A atual constituição parlamentar da Câmara dos Deputados dá a oposição privilégio ao barrar as ações de Milei, embora esse grupo já tenha se mostrado em diversos momentos fragmentado ou, melhor, sem coordenação clara no papel de atuação política contrária ao governo. Já no Senado, presidido por Victoria Villarruel, vice-presidente do país, com que Milei está rompido após desavenças, o cenário é ainda mais desfavorável: apenas 20 senadores se encontram no arco de aliança do governo dentre o total de 72.

No entanto, as eleições da província de Buenos Aires, em 7 de setembro, acenderam um alerta sobre a popularidade decrescente do governo federal. Reduto peronista, a província que reúne pouco mais da metade da população do país deu um resultado desastroso para Milei. Ao fim da apuração das urnas, o Fuerza Patria (esquerda) conquistou 47,35% dos votos e a maioria das cadeiras disputadas, enquanto o LLA, em parceria com o PRO, conquistou 33,78% (parcela menor do que a conquistada dois anos atrás de 51%, somando-se os votos dos dois partidos).

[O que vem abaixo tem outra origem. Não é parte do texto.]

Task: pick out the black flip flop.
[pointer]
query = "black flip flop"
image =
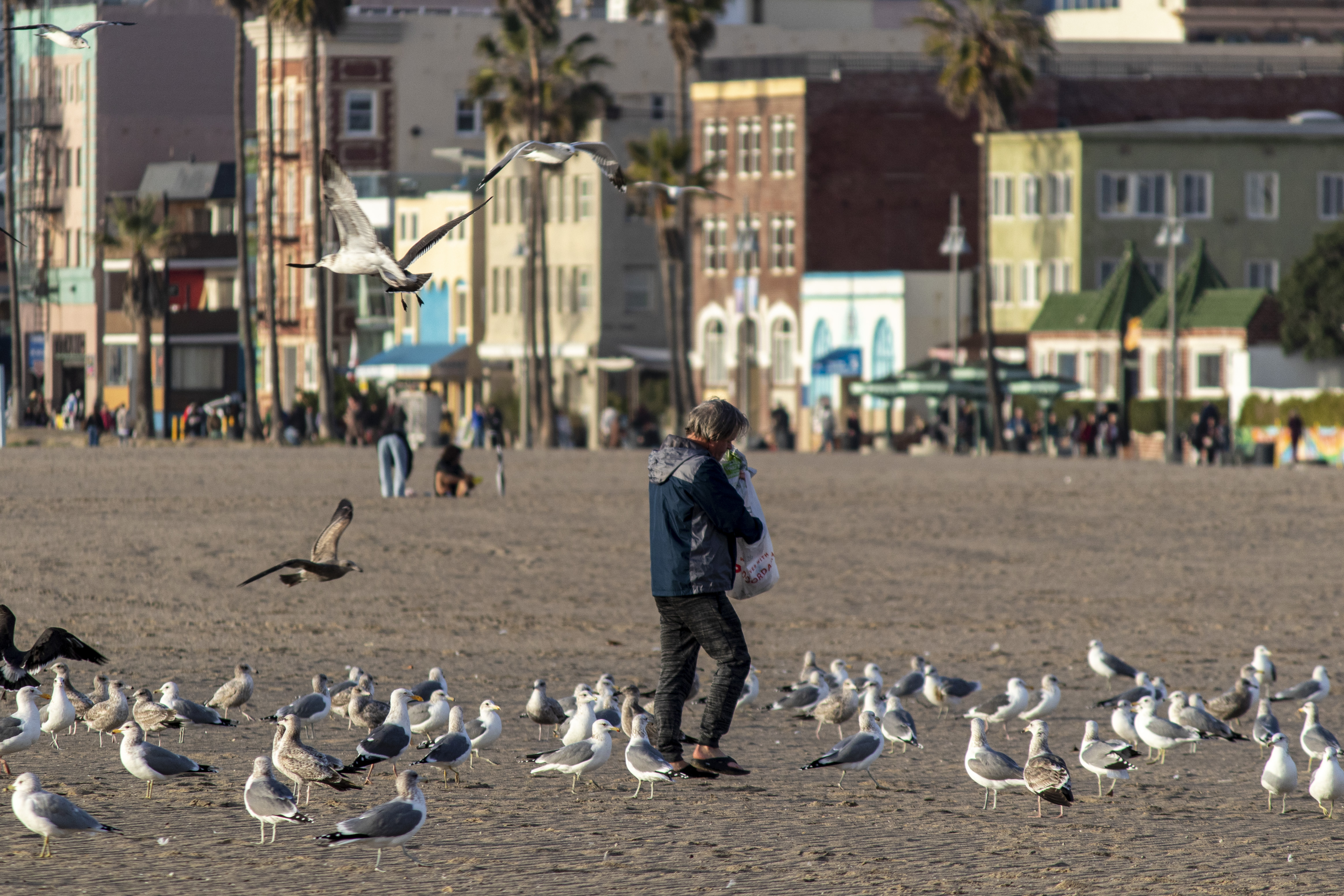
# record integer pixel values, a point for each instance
(718, 765)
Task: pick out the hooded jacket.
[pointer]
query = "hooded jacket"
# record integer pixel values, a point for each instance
(695, 519)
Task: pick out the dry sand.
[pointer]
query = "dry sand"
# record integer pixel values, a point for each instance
(1179, 571)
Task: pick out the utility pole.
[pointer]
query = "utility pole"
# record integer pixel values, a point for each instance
(1171, 236)
(955, 246)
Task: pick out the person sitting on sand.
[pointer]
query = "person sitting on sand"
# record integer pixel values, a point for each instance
(451, 480)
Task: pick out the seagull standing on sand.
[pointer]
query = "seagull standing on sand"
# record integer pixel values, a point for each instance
(560, 154)
(990, 769)
(323, 565)
(1050, 696)
(898, 724)
(1280, 776)
(855, 753)
(1003, 707)
(581, 758)
(17, 667)
(50, 815)
(644, 761)
(269, 801)
(154, 763)
(1311, 691)
(392, 824)
(542, 710)
(236, 692)
(1328, 782)
(1162, 734)
(1105, 758)
(1045, 773)
(73, 40)
(361, 252)
(1316, 738)
(1108, 666)
(389, 741)
(23, 729)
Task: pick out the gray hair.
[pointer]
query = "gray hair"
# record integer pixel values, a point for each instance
(717, 421)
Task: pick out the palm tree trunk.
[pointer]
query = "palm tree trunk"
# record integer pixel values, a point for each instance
(325, 371)
(269, 236)
(252, 431)
(546, 407)
(17, 371)
(144, 350)
(996, 424)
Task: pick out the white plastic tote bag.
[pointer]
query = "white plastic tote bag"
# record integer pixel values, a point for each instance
(757, 570)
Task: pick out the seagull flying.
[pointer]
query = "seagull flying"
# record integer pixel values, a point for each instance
(323, 566)
(72, 40)
(17, 667)
(561, 154)
(361, 253)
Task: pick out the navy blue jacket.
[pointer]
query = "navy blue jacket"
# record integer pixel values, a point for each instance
(695, 519)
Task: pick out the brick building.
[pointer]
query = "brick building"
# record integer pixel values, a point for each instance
(846, 163)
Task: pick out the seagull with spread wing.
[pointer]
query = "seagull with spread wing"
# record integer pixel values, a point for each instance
(561, 154)
(72, 40)
(361, 252)
(674, 191)
(17, 667)
(323, 566)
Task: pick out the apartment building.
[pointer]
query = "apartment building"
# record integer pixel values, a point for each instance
(1065, 202)
(88, 123)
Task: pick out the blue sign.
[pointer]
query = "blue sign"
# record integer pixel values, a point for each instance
(842, 362)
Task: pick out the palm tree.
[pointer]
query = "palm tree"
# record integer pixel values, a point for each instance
(243, 296)
(666, 160)
(326, 17)
(536, 89)
(135, 226)
(984, 48)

Na média das pesquisas divulgadas em setembro, no âmbito nacional, a UP empata na margem de erro com a LLA, ambos com cerca de 41% dos votos válidos. Bem distante estão partidos e alianças menores, como o FIT-U (extrema-esquerda) e facções do PRO, separadas dos acordos com os governistas libertários em províncias estratégicas, e o centrista UCR, sendo estes detentores de um percentual abaixo dos dois dígitos (sintoma da polarização partidária entre os campos políticos de Milei e dos peronistas). Portanto, essas eleições de meio de mandado devem ser um referendo popular acerca da administração de Javier Milei e seu governo, com possíveis impactos no cenário político da Argentina com reflexos em sua economia fragilizada.